それによって何度も傷つけてしまったこともある。

・・・・今回のように。


「・・・ごめん」

「銀時。そんな顔をしていては、折角高杉が身体を張ったというのに報われないではないか」

「そうじゃそうじゃ、気にせんでいいきに。高杉はそげな切傷へでもなか」

「なんか腹は立つがまぁそういう事だ。・・・だがもしそれでも悪いと思うんなら」

「・・・?」


申し訳無さそうに自分を見る銀時に、高杉は真剣に、しかし優しく眼を細めた。


「もう少し自分を大事にしろ」

「・・・っ!!」


再び頭を撫でられたと思ったら、また違う手が自分の頭を撫でて来る。





「・・・そうだな。銀時、俺達は、お前が生きていてくれれば、それでいいのだ」

「・・・小太郎・・・」

「おまんが、自分を責めるからこうなるんじゃ。わしらを傷つけたくないんなら、まず自分を大事にするといいきに」

「辰馬・・・」


優しく抱きしめる手や撫でられる手に安堵したように眼を細めると、銀時はまだ血が流れる高杉の右手をそっと手に取り、自分の白い陣羽織を破いて巻いた。


「ありがとよ」


高杉が微笑むと、銀時も嬉しそうに微笑む。


「強く・・・ならなくちゃな。・・・じゃなきゃお前達、護れねぇや」


そう呟く銀時に、三人は心外だと声を揃える。


「何をいっちゅうか、銀時」

「そうだぞ銀時。

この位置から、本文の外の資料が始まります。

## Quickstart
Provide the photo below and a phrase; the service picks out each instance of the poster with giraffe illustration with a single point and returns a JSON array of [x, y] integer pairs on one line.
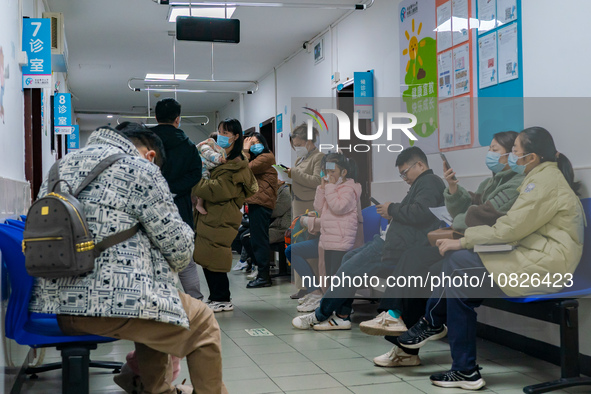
[[418, 65]]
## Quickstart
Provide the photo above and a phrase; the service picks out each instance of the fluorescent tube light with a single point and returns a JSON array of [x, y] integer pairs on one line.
[[215, 12], [167, 76]]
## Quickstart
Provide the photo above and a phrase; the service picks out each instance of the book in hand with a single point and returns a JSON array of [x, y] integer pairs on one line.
[[493, 248]]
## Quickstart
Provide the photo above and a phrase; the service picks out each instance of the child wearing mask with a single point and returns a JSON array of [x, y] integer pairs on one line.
[[338, 203], [212, 155]]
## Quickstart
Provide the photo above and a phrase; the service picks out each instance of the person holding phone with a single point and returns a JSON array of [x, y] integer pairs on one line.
[[493, 198], [410, 222], [546, 225], [305, 176]]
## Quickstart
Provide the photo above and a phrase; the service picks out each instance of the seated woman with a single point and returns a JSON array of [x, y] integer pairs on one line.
[[545, 225], [493, 198]]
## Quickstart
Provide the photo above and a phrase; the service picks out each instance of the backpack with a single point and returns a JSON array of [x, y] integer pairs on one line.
[[57, 242]]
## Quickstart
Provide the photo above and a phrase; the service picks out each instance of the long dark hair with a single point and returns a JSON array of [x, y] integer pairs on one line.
[[340, 160], [261, 138], [234, 127], [539, 141], [506, 139], [301, 132]]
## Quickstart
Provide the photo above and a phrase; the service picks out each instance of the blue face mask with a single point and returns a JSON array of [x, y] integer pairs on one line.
[[492, 161], [223, 141], [520, 169], [257, 148]]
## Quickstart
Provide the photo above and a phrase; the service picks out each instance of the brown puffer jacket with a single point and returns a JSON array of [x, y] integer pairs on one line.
[[261, 167], [223, 196]]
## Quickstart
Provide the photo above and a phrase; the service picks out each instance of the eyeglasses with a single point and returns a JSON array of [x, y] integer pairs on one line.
[[404, 175]]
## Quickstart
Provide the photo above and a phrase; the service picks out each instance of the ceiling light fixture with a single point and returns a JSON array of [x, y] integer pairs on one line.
[[221, 5], [208, 12], [167, 76]]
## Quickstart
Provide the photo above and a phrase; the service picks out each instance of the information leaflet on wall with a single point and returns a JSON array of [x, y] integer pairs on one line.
[[445, 70], [74, 139], [487, 53], [459, 21], [461, 63], [462, 121], [363, 94], [444, 27], [446, 124], [506, 11], [508, 53], [279, 123], [487, 15], [37, 45], [62, 113]]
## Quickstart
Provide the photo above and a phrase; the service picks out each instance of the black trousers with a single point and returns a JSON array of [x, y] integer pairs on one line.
[[260, 219], [219, 285], [411, 301]]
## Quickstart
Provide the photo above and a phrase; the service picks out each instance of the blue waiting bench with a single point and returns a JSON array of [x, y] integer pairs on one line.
[[559, 308]]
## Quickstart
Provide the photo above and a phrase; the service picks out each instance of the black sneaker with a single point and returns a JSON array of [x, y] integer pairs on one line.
[[467, 380], [420, 333]]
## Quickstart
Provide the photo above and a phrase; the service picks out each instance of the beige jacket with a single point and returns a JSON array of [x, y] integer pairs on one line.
[[545, 225]]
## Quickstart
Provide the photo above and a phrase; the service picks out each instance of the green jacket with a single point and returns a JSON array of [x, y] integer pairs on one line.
[[493, 198], [546, 225], [223, 196]]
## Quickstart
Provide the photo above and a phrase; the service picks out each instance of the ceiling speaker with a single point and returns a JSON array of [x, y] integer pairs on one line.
[[193, 28]]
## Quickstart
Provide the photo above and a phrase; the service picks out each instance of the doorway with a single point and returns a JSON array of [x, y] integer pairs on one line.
[[362, 159]]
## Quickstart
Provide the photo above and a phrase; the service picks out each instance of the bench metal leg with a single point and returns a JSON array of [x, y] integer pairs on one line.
[[75, 363], [569, 352], [557, 385]]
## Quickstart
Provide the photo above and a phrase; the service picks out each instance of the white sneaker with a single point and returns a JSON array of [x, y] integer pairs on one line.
[[384, 324], [128, 381], [254, 274], [333, 323], [311, 305], [220, 306], [304, 299], [304, 322], [240, 265], [397, 358]]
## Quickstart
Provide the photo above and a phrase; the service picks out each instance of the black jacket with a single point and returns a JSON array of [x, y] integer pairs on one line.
[[182, 169], [411, 218]]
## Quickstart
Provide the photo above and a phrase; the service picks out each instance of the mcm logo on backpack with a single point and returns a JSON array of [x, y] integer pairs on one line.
[[57, 242]]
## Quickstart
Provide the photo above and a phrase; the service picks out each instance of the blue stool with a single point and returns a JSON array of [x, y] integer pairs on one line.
[[42, 330]]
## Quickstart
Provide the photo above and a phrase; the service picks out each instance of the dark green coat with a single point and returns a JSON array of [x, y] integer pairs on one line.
[[223, 196], [411, 218], [493, 198]]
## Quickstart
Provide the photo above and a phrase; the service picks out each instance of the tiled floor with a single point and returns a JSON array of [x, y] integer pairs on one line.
[[337, 362]]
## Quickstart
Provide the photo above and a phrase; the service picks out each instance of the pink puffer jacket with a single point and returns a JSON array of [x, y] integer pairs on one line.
[[339, 218]]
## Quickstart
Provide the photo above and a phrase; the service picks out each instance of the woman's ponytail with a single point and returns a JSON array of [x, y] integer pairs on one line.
[[565, 166]]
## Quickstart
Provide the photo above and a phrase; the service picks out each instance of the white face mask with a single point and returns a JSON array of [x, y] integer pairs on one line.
[[301, 151]]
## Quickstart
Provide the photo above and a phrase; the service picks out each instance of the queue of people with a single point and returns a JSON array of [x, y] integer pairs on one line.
[[188, 200]]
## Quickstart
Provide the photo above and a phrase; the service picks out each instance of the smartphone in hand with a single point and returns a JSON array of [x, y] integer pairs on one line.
[[446, 165]]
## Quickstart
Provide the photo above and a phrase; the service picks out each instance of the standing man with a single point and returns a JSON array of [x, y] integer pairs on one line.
[[182, 171]]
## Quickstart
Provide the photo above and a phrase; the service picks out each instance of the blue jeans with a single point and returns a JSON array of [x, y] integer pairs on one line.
[[298, 253], [455, 306], [364, 260]]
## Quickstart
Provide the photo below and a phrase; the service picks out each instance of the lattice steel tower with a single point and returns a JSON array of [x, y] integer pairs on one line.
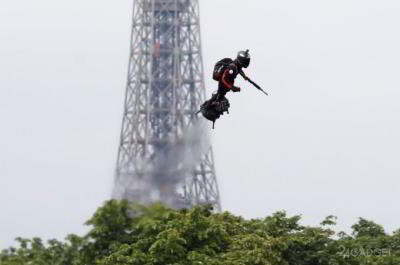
[[164, 153]]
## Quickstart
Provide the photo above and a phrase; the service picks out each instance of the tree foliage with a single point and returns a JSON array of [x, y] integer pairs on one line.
[[125, 234]]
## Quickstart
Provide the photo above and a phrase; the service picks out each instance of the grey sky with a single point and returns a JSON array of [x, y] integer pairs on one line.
[[325, 141]]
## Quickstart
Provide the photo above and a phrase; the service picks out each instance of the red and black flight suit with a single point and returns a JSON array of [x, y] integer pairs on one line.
[[228, 80]]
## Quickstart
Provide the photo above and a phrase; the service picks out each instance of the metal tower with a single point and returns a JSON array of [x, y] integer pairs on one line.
[[164, 152]]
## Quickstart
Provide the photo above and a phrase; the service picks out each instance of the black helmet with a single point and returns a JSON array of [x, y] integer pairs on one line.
[[243, 58]]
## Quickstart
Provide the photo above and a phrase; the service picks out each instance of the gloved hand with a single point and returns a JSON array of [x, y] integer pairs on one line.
[[236, 89]]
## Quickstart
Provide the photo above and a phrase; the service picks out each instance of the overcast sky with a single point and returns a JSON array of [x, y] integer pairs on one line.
[[326, 140]]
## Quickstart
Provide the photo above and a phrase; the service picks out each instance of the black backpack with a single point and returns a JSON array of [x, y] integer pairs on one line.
[[220, 67]]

俺達はお前に護られるんじゃない」

「おめぇを護るために此処に居るんだ」

「!!」


だから、と続けて再び頭を撫でた高杉は、真っ直ぐ銀時と目線を合わせる。


「俺達といる時くらい、力抜きやがれ」


驚いて眼を見開いた銀時は、みるみるその顔を心底嬉しそうに綻ばせた。
今度は自ら三人に抱きつく。

そんな銀時を奪い合うように再び喧嘩が始まると、もはやそこはいつもの四人組の空気へと戻っていた。




孤独に戦い、一人自分を見失っていく白い夜叉。

それでも彼が人間としてこの世界にあり続けている理由はただ一つ。

それはそんな彼に、優しさと温もりを与えてくれる場所があるからこそ。


だからこそ彼は再び立ち上がる。

護れなかった命を

切り殺した命を

この仲間たちと共に背負いながら生きる。


「・・・ありがとな」


自分のまわりで騒いでいる三人に向けて、銀時は小さく微笑んで呟く。



もう、迷わない。



その瞳から靄は完全に消え、優しい紅玉が光輝いていた。